Le monde s'apprête à assister le 9 janvier à la naissance d'une nouvelle nation dans le sud du Soudan. Le Canada est-il prêt à accueillir ce nouveau pays?

Le monde s'apprête à assister le 9 janvier à la naissance d'une nouvelle nation dans le sud du Soudan. Le Canada est-il prêt à accueillir ce nouveau pays?

La violence et les crises humanitaires continuent de menacer à l'approche des consultations populaires prévues dans le Sud-Soudan et l'enclave d'Abyei. Même si celles-ci devaient être reportées, individuellement ou les deux ensemble, tout indique que le Sud semi-autonome votera en faveur de la sécession, afin de se débarrasser du joug imposé par les dirigeants du nord.

Le résultat des deux référendums aura une incidence monumentale sur les perspectives de paix et la mise en oeuvre de l'Accord de paix global de 2005, qui mettait fin à la guerre civile ayant divisé le nord et le sud du Soudan pendant des décennies et fait deux millions de morts.

Craignant des problèmes majeurs, les Nations Unies et certaines parties intéressées ont dressé la liste des sources de frictions possibles, mais il reste de graves difficultés à surmonter, dont le manque de personnel sur place des organismes humanitaires, l'accès aux zones de conflit et l'absence d'un plan exhaustif visant à protéger les minorités les plus vulnérables.

Comme si la situation n'était pas assez tendue, les forces armées de Khartoum et celles du Mouvement populaire pour la libération du sud (MPLS) se sont massées le long de la frontière instable entre le nord et le sud. Ce déploiement de forces a pour effet de remilitariser un conflit meurtrier que seule une solution politique pacifique serait en mesure de dénouer.

Le Canada a d'ailleurs joué un rôle actif sur ce plan au Soudan. Le gouvernement canadien a dit vouloir privilégier trois grands secteurs d'intervention dans ce pays: l'aide, la sécurité et la diplomatie.
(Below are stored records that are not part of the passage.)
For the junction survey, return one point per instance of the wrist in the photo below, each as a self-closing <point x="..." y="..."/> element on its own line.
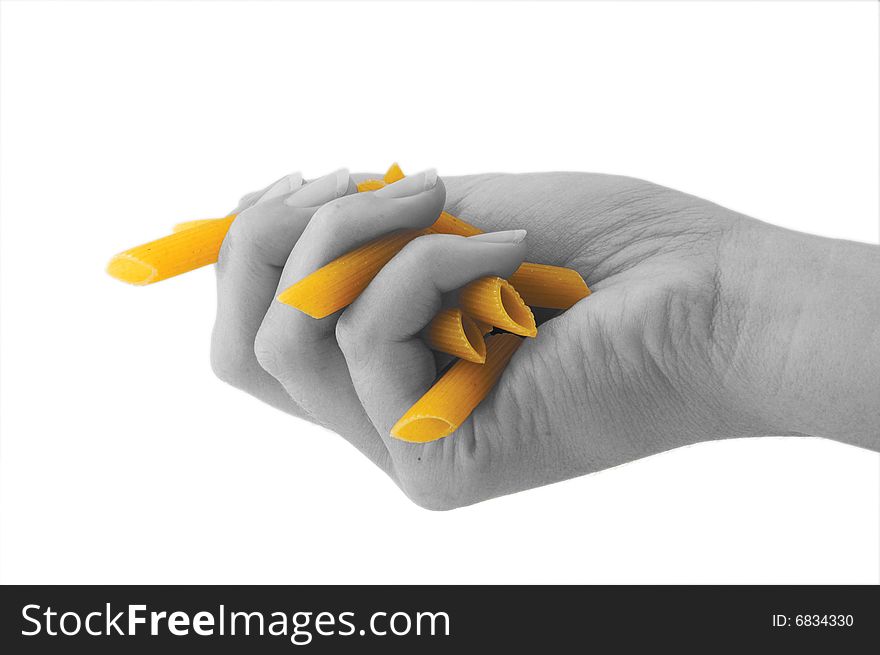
<point x="798" y="332"/>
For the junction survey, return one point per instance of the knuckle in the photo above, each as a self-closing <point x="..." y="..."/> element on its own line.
<point x="440" y="493"/>
<point x="348" y="333"/>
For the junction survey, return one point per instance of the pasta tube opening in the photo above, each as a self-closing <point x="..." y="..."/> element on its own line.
<point x="423" y="429"/>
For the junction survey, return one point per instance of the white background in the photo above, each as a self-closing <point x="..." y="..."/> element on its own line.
<point x="124" y="460"/>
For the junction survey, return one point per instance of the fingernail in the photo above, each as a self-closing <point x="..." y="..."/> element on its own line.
<point x="282" y="187"/>
<point x="508" y="236"/>
<point x="409" y="186"/>
<point x="320" y="191"/>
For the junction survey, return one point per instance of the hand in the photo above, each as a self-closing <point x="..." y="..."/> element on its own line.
<point x="685" y="334"/>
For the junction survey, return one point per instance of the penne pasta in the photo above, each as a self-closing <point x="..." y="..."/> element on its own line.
<point x="555" y="287"/>
<point x="393" y="174"/>
<point x="455" y="333"/>
<point x="539" y="285"/>
<point x="493" y="300"/>
<point x="370" y="185"/>
<point x="448" y="403"/>
<point x="339" y="283"/>
<point x="180" y="227"/>
<point x="484" y="328"/>
<point x="172" y="255"/>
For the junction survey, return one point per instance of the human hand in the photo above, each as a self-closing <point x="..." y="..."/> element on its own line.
<point x="663" y="353"/>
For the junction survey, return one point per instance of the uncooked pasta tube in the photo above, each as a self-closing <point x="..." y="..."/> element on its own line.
<point x="457" y="334"/>
<point x="172" y="255"/>
<point x="180" y="227"/>
<point x="493" y="300"/>
<point x="340" y="282"/>
<point x="456" y="394"/>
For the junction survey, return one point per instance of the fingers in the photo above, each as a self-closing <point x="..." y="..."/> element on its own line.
<point x="389" y="364"/>
<point x="248" y="269"/>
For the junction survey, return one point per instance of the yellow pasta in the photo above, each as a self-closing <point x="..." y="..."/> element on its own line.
<point x="393" y="174"/>
<point x="493" y="300"/>
<point x="172" y="255"/>
<point x="454" y="333"/>
<point x="180" y="227"/>
<point x="541" y="285"/>
<point x="448" y="224"/>
<point x="484" y="328"/>
<point x="337" y="284"/>
<point x="456" y="394"/>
Toutes ses actions dans ces domaines ont eu pour buts de contenir la violence et d'accroître la sécurité, de réduire la vulnérabilité et de sauver des vies, et d'assurer une stabilité et une capacité d'adaptation à long terme. Depuis janvier 2006, le Canada a consacré plus de 800 millions de dollars à des initiatives de paix, à l'aide humanitaire et à la reconstruction au Soudan.

Mais nous pouvons et nous devons faire beaucoup plus. Premièrement, l'ACDI, notre agence d'aide, devrait retourner dans les endroits chauds à la frontière nord-sud. L'aide occidentale était surtout concentrée jusqu'ici à Juba, la capitale du Sud-Soudan. Il est bien d'investir dans des projets à long terme; cela peut même contribuer à atténuer les causes profondes du conflit. Mais il faut s'assurer que les populations les plus démunies, celles qui se trouvent à la frontière précaire entre le nord et le sud, reçoivent toute l'aide que peut leur procurer la contribution financière canadienne.

Deuxièmement, les politiciens et les diplomates canadiens doivent établir des relations avec les dirigeants du Sud-Soudan, le MPLS. Le Canada s'est très peu mêlé aux efforts faits par les États-Unis, l'Union africaine et d'autres intervenants pour amener les dirigeants du nord et du sud à se rapprocher.

Le Canada, qui avait attendu en mars 2008 pour reconnaître l'indépendance du Kosovo, peut jouer un rôle de premier plan en reconnaissant le Sud-Soudan le jour même où il accédera à son indépendance. Depuis un certain temps déjà, les dirigeants politiques du sud font des démarches auprès des politiciens occidentaux pour qu'ils leur apprennent les principes de la démocratie et d'une saine gouvernance. L'expérience canadienne en matière de fédéralisme présente une valeur inestimable aux yeux des chefs du MPLS. Un groupe canado-américain d'assistance politique mis sur pied par le ministère des Affaires étrangères du Canada et son homologue américain serait un véhicule tout indiqué pour resserrer nos relations avec les dirigeants du Sud-Soudan.  

Troisièmement, le Canada doit faire tout en son pouvoir avec ses partenaires au Soudan pour éviter une catastrophe humanitaire et d'innombrables atrocités. Une des principales questions laissées en suspens dans l'Accord de paix global est le statut et la protection des minorités cherchant à franchir la frontière nord-sud. Tant dans le nord que dans le sud du Soudan, des millions de civils sont dangereusement exposés aux noirs desseins des empêcheurs de tourner en rond. Le Canada doit continuer de contribuer au renforcement de la mission des Nations Unies au Soudan (UNAMIS)  en lui proposant une stratégie préventive pertinente et en lui prêtant son soutien sur les plans financier, logistique et de la formation.